4/02/2014

The Great Schism, Sacraments and Indulgences

      What was the Great Schism? What factors brought it on?
      The Great Schism was a division between the East and West Christian Churches that occurred because of differences in how they worshiped and lived out their faith. Because of the geographical distance between the two major churches (the Western Church based in Rome and the Eastern Church based in Constantinople), such differences were hard to work out, and each church felt that its example should be the one followed by the majority of Christians. The Great Schism found its beginning when a man of the Eastern Church, named Michael Cerularius, began shutting down churches in the East that worshiped in the Western way. The Pope in the West sent men to try and reason with Celarius, whose refusal to negotiate led the Pope to excommunicate him from the Church. Until that point Christians from both the East and West Churches had seen themselves as one brethren, different in some aspects but united under the same God. Now tensions only escalated between the two Churches, with aggressions on both sides that ultimately led to the Churches separating themselves from each other once and for all. Even today, the Catholic Church in the West and the Orthodox Church in the East do not see themselves as one Christian brethren.

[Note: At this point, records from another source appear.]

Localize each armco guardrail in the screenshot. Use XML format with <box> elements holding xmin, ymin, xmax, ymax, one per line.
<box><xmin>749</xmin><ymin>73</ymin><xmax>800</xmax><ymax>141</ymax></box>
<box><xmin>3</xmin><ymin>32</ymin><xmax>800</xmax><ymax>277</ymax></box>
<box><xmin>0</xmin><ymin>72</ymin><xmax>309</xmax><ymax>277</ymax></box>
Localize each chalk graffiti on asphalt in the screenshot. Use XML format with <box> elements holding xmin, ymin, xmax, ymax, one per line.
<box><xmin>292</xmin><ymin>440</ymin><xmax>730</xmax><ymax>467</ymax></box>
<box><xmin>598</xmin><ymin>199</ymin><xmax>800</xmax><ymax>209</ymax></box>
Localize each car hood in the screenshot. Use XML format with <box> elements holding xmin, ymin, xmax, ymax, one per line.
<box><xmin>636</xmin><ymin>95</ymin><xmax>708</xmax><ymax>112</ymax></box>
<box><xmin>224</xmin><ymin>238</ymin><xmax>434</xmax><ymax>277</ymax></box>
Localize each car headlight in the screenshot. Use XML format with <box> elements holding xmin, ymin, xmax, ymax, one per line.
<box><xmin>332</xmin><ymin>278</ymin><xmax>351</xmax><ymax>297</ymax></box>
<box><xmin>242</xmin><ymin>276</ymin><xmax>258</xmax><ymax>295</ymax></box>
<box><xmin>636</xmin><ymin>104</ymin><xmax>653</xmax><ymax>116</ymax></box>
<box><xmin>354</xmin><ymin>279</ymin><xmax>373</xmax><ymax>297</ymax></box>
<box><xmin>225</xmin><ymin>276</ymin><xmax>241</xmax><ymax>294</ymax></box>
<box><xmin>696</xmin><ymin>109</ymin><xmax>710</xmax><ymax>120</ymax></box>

      What are the sacraments?
      According to Roman Catholic religion, the sacraments are "sensible revelations of insensible grace," meaning that they are visible and audible signs of God's nonphysical grace of salvation in a believer. The Roman Catholic Church holds that every sacrament relates to a particular significant event in the life of each believer. The Sacrament of Baptism signifies the washing away of the stain of Original Sin, while the Sacrament of Penance signifies the removal of every successive sin confessed to a priest. The Sacrament of Holy Communion signifies the sacrifice of God's Son on the cross, and the Sacrament of Extreme Unction, or anointing the sick, signifies the washing away of sins in the very old or ill. The sacraments are meant to follow Catholics from their birth to their death; an entire lifetime of signs of God's grace.

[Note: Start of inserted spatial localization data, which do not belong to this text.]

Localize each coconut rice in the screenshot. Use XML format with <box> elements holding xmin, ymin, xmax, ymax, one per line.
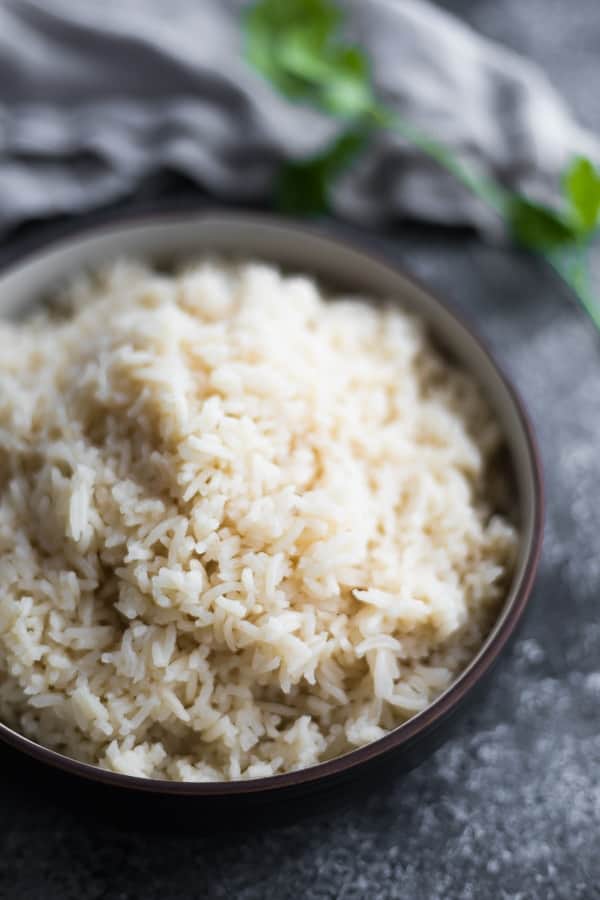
<box><xmin>0</xmin><ymin>259</ymin><xmax>517</xmax><ymax>781</ymax></box>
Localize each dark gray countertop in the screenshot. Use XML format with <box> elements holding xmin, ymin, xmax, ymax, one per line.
<box><xmin>1</xmin><ymin>2</ymin><xmax>600</xmax><ymax>899</ymax></box>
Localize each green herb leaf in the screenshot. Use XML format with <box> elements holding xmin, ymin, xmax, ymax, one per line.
<box><xmin>564</xmin><ymin>156</ymin><xmax>600</xmax><ymax>233</ymax></box>
<box><xmin>508</xmin><ymin>197</ymin><xmax>578</xmax><ymax>251</ymax></box>
<box><xmin>245</xmin><ymin>0</ymin><xmax>377</xmax><ymax>118</ymax></box>
<box><xmin>276</xmin><ymin>160</ymin><xmax>331</xmax><ymax>215</ymax></box>
<box><xmin>276</xmin><ymin>128</ymin><xmax>368</xmax><ymax>214</ymax></box>
<box><xmin>509</xmin><ymin>156</ymin><xmax>600</xmax><ymax>252</ymax></box>
<box><xmin>246</xmin><ymin>0</ymin><xmax>339</xmax><ymax>100</ymax></box>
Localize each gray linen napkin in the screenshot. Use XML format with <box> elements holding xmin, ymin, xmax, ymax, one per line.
<box><xmin>1</xmin><ymin>0</ymin><xmax>598</xmax><ymax>233</ymax></box>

      What is an indulgence?
      An indulgence is an often-misunderstood piece of Catholic doctrine introduced in the Early Middle Ages. The widest belief about indulgences is that they are bought by people who want their sins forgiven; therefore, an indulgence is the forgiveness of sins bought with money. This is not, however, what the Catholic Church teaches. To them, one's Original Sin is already washed away at baptism, and every mortal sin thereafter is confessed to a priest, who then gives the sinner penance to wash away these new sins. As long as Catholics are faithful in confessing their sins, the Catholic Church teaches, they are forgiven as a matter of course. No one has to purchase with money what they can get for free in a confessional. Indulgences, then, do not relate to actual sins but to time spent in Purgatory. According to the Catholic Church, if a person dies or is killed before they can complete their next confession of sins, their soul – burdened with unforgiven sins – goes to Purgatory to do penance for those unconfessed sins and wait. Indulgences are granted to shorten the length of a soul's stay in Purgatory, thus quickening their trip to heaven. While indulgences could indeed be bought for money, most indulgences were granted for free to those that the Church deemed worthy. Indulgences could also be acquired for someone already dead, whose friends or family worried that their soul might be in Purgatory, as a kind of last favor to those loved ones who are deceased.